И тотчас из опочивальни Ольгиной сестра выскочила да на грудь мне кинулась.
– Добрынюшка, – запричитала, – как же хорошо, что живой ты и здоровый.
– С тобой-то как, Малушенька?
– Со мной все хорошо, и матушка княгиня не сердится боле.
– И Любава тебя на подворье ждет, – добавила Ольга. – Я ей виру за неудобства выплатить велела. Мехов, орехов и жемчуга заморского послала. Знаю, что невелика плата, но надеюсь, что поймет она, почему мне пришлось ей муку причинить. Ты ей от меня кланяйся, и… нет, ничего не говори. Я сама при встрече перед ней повинюсь. Может, простит она подругу нерадивую.
– А для тебя, – сказал каган, – конюх Кветан лучшего жеребца из княжеской конюшни выбрал, а ковали новую кольчугу связали да доспех сладили.
– Значит, немилость свою вы, – взглянул я на Ольгу со Святославом, – на ласку сменили?
– Как хочешь, так и понимай, – выдержала княгиня мой взгляд.
– И теперь мы с Малушей в поступках своих свободны?
– Вольному – воля, – кивнул Святослав.
– Собирайся, сестренка, – сказал я Малуше. – Мы к батюшке нашему из Киева немедля отправляемся.
– Погоди, брат, – отстранилась она от меня. – Никуда я ехать не намерена.

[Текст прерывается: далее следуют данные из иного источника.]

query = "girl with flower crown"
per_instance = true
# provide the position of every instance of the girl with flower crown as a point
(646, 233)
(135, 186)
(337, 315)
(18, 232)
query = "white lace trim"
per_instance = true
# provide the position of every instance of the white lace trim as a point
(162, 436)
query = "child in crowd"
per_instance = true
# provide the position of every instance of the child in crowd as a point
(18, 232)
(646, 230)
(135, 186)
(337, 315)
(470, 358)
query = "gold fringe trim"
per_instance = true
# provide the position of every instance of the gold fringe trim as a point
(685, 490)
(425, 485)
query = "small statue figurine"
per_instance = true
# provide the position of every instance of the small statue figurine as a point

– Как так? – растерялся я.
– Это мы с тобой потом поговорим, – тихо сказала сестренка, быстро бросила взгляд на Святослава и потупила глаза. – Ты батюшке кланяйся и скажи, что мне в Киеве принуждения никакого не чинят. Пусть не страшится за меня, – поклонилась мне до земли, вздохнула и в сторонку отошла.
– Как знаешь, сестрица, – ответил я поклоном на поклон. – И батюшке привет твой передам.

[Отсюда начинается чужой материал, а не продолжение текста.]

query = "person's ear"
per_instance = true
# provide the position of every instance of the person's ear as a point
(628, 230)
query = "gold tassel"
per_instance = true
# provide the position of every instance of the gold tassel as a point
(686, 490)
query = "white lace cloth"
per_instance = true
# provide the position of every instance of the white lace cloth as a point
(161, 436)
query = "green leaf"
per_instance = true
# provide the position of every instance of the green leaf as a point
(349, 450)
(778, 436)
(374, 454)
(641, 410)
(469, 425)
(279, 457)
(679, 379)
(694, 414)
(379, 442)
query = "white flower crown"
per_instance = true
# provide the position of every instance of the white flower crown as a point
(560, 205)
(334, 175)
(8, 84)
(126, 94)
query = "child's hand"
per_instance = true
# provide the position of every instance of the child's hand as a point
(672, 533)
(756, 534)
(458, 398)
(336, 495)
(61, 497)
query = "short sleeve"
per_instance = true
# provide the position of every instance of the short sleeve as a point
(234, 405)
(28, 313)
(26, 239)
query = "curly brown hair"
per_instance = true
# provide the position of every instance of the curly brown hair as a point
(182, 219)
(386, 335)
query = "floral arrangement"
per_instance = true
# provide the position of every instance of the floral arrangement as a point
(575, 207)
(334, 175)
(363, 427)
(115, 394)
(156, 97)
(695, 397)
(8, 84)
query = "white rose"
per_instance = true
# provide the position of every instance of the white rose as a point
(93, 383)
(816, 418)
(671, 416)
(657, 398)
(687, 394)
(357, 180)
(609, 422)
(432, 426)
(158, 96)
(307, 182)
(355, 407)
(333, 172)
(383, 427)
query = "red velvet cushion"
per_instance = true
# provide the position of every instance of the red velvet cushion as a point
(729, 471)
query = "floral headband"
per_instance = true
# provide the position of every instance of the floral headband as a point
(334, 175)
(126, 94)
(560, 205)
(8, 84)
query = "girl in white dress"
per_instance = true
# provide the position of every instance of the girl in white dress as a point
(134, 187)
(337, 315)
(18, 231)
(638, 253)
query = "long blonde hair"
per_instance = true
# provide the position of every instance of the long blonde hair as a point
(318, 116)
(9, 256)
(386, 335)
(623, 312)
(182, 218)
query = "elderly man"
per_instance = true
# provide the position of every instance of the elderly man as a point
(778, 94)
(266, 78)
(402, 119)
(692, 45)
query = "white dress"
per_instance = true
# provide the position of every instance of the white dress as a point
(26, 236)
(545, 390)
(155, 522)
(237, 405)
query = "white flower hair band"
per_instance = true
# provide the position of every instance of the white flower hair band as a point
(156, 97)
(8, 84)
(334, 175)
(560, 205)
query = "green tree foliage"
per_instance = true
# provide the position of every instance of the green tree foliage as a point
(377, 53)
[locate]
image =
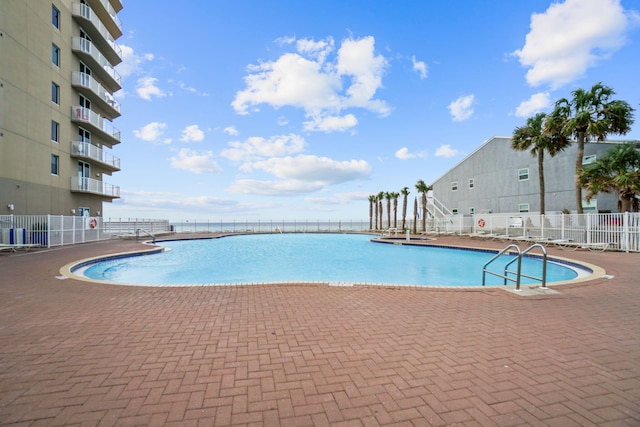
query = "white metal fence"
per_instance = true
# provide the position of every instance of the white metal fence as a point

– И еще, Добрын, – сказала Ольга. – Малу Нискиничу, князю Древлянскому, слово от меня отвези.
Я чуть на месте от такого не подпрыгнул. Княгиня батюшку по званию именовала, словно признала она его право на людей Даждьбоговых.
– Скажи ему, – продолжала она, – что к Припяти Свенельд дружину свою и русь наемную подвел, передай, что Святослав к Ирпеню войско направляет, а с заката союзник наш, Регволод Полоцкий, выступить обещался. Уж больно Регволоду хочется ятвигов под свою опеку взять. Скажи, что не хотим мы крови Древлянской. Пусть Мал Нискинич глупость свою в сторонку отставит да о старом договоре вспомнит. Не Святослав ему, а он кагану стремя целовал. Я поблажку ему дала, так и забрать могу. И Прага мне в том защитницей будет*.
* Имеется в виду договор 946 года, согласно которому княжество Древлянское вошло в состав Руси. Посредником при заключении договора выступил дед Добрыни, король Чехии и Великой Моравии, Болеслав Пржемысловец (см. роман «Княжич»).
– Слова я твои передам, – поклонился я княгине.
– И еще, – вставил слово Святослав. – Ты знать должен. Я тебя по-прежнему боярином своим считать буду.
– Твое право, каган, – поклонился я юноше, на Малушу взглянул, повернулся и из светелки вышел.
– Ну? Что там? – спросил меня Претич.
– Пока поживем, – ответил я ему.
До сих пор вспомнить приятно, как мы с Любавой встретились. Как же сладко нам после разлуки было. Всю нежность, что за это время накопилась, мы друг дружке отдали.
– Значит, и впрямь нужно от зноя помучиться, – смеялся я, – чтобы вкус студеной воды из криницы лесной забористей меда пьяного показался.
– Нас и так пряхи не жалуют, – поправила она покрывало и теснее прижалась горячей щекой к моей груди. – Тебе дороги дальние, а мне ожидание в судьбу вплетают.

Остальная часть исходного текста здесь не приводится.